Air Force, you get a lot of shit talked about you guys during any sort of interservice banter. However, we will say this. Mad respect to the AC-130 series of gunships. Shit circles overhead and rains a metaphorical shit ton of “f*** you” to asshole insurgents down on the ground. It’s a great plane. Albeit on an aircraft that is so ugly we’d rather have Rosie O’Donnell on our list of potential “Hall Passes”.
But ugly airplane aside, this platform is getting an upgrade and we couldn’t be more excited. Why? Because when it comes to raining f*** you down on the enemy, the new Ghostrider AC-130J does it with style. Want some Hellfire missiles? Sure! Want some AFG-176 Griffin Missiles? Let’s launch those bitches out of the back of the aircraft! How about some GBU-39 Small Diameter Bombs? Shit yeah, we can do that too!
And the topper on the cake…you want a directed energy weapon that’ll be Putin (see what I did there) literal heat on some unfortunate Communist sumbitch? The AC-130J will soon have that capability as well. Motherfluckin laser beams literally blazin’ it up! The first of its kind was delivered to the Air Force this week and we can’t wait to not hear about all the no good broskis that get sent to the hereafter by this aircraft.
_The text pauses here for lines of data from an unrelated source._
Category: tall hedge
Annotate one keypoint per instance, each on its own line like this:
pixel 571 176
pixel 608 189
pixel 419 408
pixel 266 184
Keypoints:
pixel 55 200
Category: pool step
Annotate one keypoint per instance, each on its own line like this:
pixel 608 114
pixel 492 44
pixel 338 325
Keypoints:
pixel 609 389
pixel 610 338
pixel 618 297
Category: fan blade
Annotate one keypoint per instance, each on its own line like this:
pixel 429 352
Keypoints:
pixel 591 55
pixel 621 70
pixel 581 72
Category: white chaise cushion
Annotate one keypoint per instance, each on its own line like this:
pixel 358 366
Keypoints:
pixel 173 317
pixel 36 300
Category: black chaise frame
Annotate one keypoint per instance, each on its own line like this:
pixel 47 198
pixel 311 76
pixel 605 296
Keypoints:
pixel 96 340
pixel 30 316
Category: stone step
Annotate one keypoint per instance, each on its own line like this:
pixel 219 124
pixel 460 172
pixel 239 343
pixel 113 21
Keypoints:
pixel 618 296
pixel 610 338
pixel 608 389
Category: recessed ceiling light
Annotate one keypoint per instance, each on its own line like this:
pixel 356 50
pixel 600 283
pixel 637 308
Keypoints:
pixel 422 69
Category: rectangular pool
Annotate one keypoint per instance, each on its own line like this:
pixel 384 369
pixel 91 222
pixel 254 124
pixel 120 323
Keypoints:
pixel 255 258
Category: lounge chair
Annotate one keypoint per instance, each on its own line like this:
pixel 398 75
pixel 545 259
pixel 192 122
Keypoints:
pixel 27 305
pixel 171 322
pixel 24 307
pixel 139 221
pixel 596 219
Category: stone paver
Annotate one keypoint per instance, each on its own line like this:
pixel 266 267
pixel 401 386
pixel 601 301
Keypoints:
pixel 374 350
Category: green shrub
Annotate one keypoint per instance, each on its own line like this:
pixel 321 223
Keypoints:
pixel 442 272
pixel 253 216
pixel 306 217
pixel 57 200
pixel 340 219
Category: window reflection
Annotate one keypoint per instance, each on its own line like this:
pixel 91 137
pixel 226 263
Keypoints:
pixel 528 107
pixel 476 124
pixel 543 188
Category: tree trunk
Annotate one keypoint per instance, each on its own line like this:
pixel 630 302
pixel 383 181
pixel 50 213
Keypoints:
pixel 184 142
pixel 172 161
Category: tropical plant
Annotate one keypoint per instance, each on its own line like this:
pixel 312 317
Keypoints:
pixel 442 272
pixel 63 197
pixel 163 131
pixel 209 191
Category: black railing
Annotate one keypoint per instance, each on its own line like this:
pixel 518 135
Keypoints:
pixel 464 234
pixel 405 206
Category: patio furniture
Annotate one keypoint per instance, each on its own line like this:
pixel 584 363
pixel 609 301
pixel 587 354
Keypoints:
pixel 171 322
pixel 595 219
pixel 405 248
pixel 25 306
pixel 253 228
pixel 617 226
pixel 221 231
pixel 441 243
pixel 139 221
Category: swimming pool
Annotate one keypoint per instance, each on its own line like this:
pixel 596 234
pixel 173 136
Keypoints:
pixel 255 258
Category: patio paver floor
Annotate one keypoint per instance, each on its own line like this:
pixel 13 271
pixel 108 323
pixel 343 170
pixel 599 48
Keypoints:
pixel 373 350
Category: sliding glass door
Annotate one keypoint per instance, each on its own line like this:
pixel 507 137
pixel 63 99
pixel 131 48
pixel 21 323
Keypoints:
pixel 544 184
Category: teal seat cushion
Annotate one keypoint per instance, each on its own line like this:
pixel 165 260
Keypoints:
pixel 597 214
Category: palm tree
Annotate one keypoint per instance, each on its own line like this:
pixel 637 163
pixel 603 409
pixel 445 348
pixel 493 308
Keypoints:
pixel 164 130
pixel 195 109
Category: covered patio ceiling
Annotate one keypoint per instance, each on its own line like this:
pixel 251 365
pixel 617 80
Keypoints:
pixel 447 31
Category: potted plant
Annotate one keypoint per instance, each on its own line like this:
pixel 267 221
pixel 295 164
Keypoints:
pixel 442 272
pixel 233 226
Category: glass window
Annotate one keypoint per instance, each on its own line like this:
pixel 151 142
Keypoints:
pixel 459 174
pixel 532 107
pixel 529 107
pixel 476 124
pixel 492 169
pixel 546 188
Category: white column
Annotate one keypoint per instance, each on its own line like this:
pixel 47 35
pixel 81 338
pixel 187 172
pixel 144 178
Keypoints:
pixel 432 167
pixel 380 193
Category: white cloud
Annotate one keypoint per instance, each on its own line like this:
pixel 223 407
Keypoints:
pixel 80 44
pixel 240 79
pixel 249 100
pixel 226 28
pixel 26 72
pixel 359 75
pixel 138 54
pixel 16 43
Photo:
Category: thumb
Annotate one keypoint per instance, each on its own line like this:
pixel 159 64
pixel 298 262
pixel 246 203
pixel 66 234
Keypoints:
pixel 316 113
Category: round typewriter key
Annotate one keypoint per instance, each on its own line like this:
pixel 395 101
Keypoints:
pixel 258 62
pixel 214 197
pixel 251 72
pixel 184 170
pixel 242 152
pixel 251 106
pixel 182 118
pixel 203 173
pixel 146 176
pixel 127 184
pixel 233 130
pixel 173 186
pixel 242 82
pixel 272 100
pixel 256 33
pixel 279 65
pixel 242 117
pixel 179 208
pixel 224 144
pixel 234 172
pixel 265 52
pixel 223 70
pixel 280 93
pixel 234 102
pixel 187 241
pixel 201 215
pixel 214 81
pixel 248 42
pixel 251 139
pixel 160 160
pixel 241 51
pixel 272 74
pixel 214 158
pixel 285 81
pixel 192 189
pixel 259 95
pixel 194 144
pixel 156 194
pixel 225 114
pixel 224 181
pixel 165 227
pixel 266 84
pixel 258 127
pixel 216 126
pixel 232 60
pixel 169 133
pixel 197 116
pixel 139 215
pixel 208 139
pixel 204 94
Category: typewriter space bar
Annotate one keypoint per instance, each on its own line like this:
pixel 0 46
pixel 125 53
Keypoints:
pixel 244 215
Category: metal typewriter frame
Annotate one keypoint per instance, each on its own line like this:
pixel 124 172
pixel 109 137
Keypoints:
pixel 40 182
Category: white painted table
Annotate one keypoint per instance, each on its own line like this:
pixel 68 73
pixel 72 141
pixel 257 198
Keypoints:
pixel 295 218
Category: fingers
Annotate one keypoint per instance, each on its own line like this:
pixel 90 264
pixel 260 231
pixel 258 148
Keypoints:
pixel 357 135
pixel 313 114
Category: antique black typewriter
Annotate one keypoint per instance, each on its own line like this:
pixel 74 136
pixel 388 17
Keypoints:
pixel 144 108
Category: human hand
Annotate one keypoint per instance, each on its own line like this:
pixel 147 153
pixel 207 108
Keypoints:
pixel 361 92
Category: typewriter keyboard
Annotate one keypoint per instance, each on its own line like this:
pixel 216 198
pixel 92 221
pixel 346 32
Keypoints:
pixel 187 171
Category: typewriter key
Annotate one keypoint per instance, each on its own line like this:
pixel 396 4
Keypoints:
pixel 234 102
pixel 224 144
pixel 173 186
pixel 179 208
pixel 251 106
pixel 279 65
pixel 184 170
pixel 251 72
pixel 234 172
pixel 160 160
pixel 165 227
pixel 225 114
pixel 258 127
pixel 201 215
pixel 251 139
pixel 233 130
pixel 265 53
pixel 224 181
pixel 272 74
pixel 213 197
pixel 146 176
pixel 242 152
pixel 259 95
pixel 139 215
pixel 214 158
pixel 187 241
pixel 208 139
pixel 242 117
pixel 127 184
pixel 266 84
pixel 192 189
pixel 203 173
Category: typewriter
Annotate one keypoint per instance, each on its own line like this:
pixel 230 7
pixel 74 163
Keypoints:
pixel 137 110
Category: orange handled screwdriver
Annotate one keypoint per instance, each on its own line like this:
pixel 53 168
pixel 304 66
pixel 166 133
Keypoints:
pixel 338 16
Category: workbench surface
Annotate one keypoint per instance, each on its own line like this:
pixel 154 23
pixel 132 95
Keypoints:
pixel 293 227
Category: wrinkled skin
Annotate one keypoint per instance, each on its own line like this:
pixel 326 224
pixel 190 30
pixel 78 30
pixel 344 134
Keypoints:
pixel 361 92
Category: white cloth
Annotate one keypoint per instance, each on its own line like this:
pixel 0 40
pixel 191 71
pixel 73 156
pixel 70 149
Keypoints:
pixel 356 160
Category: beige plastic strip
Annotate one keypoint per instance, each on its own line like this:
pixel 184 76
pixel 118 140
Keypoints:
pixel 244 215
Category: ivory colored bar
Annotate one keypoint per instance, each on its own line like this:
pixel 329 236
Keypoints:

The only way this aircraft would be any cooler is if it was on like a bigger aircraft and had like double or even triple the weapons…(here’s looking at you C-17 and C-5)
Coupled with the 105mm howitzer and the 30mm autocannon, the AC-130J has all the bells and whistles you could ever hope for, but even so, it still leaves us wanting more. Why? Because you dolts, more big ass flucking guns on big ass flucking planes in a gaudy and ostentatious manner, will always be something that I, as an American enjoy to the fullest extent possible.